Роман Вольтера рассказывает историю молодого Кандида, который без особого на то желания покидает родной дом, чтобы познать мир, «лучший из всех возможных миров», по словам его мудрого учителя метафизико-теолого-космологонии профессора Панглоса. Книга атакует бездеятельный, оптимистичный детерминизм, слепо доверяющий внешним силам-провидению, вере, богам или рынкам — полномочия претворять в жизнь перемены и трансформацию. Кандид сталкивается с чудовищным реальным миром бедности, мародерствующих армий, религиозных преследований, землетрясений и кораблекрушений, миром, где его невесте, прелестной Кунегунде, солдаты вспарывают живот, предварительно изнасиловав, а самого Кандида продают в рабство. Все это время Панглос продолжает проповедовать, что это лучший из всех возможных миров, пока Кандид, наконец, не задается вопросом: «Если это лучший из возможных миров, то каковы же другие?»
«Кандид» был попыткой Вольтера освободить Европу из тисков умственного рабства профессора Панглоса. Сегодня многие лидеры экономической ортодоксии находятся в плену подобного чудовищного оптимизма и нуждаются в освобождении от него. Сегодняшняя Панглосова экономическая теория строится сверху вниз-на основании произвольно выбранных предпосылок и метафор из астрономии и физики. Эта теория описывает гармоничную вселенную, сшитую точно по мерке правящей теоретической моды. Альтернативная теория, которую некоторые из нас пытаются возродить, напротив, строится снизу вверх-на основании наблюдений за реальностью, зачастую равнодушной к экономическому развитию. Вместо того чтобы пытаться устранить препятствия на пути к процветанию, необходимо смотреть на развитие объективно — как на следствие сознательной и решительной политики.
Отличительная черта Панглосовой логики в том, что все происходящее она объясняет вопреки здравому смыслу. Так, мировые финансовые организации иногда утверждают, что массовый исход отчаянно бедных людей из стран третьего мира, где они не могут найти работу, — это благо, потому что их денежные переводы безработным родственникам, оставшимся дома, улучшают общий баланс выплат в бедных странах. При этом ежедневно бесчисленное количество иммигрантов рискуют жизнью, пытаясь попасть из стран с избыточным населением в страны с избыточным богатством. Многие из них погибают в пути, а те, кто выживает, страдают от эксплуатации и враждебного отношения к себе в чужих странах — все ради того, чтобы спасти семьи от голодной смерти.

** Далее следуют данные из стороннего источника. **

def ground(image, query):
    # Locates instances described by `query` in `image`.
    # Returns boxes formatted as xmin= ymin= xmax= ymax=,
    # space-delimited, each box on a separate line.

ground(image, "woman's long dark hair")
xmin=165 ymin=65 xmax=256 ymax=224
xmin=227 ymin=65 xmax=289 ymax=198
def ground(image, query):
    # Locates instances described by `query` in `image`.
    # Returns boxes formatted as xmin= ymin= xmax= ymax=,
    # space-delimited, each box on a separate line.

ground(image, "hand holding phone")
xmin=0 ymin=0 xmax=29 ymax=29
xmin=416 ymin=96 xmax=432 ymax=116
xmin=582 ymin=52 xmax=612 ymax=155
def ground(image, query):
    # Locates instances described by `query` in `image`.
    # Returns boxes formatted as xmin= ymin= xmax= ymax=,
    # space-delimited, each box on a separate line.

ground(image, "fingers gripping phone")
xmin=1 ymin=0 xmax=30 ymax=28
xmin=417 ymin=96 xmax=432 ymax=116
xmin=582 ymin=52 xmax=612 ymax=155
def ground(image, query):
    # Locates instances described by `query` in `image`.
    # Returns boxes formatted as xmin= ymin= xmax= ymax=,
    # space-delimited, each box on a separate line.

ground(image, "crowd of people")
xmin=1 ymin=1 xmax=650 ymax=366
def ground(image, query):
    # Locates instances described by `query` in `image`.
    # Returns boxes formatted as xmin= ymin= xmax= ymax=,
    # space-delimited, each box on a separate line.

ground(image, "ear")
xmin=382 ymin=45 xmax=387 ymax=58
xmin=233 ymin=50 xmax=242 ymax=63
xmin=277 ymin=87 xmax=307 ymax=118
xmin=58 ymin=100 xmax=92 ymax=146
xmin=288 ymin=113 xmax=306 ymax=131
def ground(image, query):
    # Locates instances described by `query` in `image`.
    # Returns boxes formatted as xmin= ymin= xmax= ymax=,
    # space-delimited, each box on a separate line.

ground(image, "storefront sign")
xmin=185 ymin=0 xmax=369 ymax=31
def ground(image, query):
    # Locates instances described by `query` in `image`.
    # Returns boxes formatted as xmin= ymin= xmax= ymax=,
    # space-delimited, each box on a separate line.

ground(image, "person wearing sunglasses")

Другая особенность подобного мышления заключается в том, что базовые предпосылки модели «лучшего из всех возможных миров» никогда не ставят под сомнение. Факты реальности фильтруют таким образом, чтобы отсеять все наблюдения, противоречащие предсказанным последствиям. Если же реальность агрессивно заявляет о себе, как сегодня, объяснения изыскивают вне основной модели. Бедность провозглашают следствием расовых, культурных или географических особенностей; ее причину находят в чем угодно, кроме ортодоксальной экономической теории. Поскольку Панглосова экономическая модель считается совершенной, ее провал просто обязаны объяснять неэкономические факторы.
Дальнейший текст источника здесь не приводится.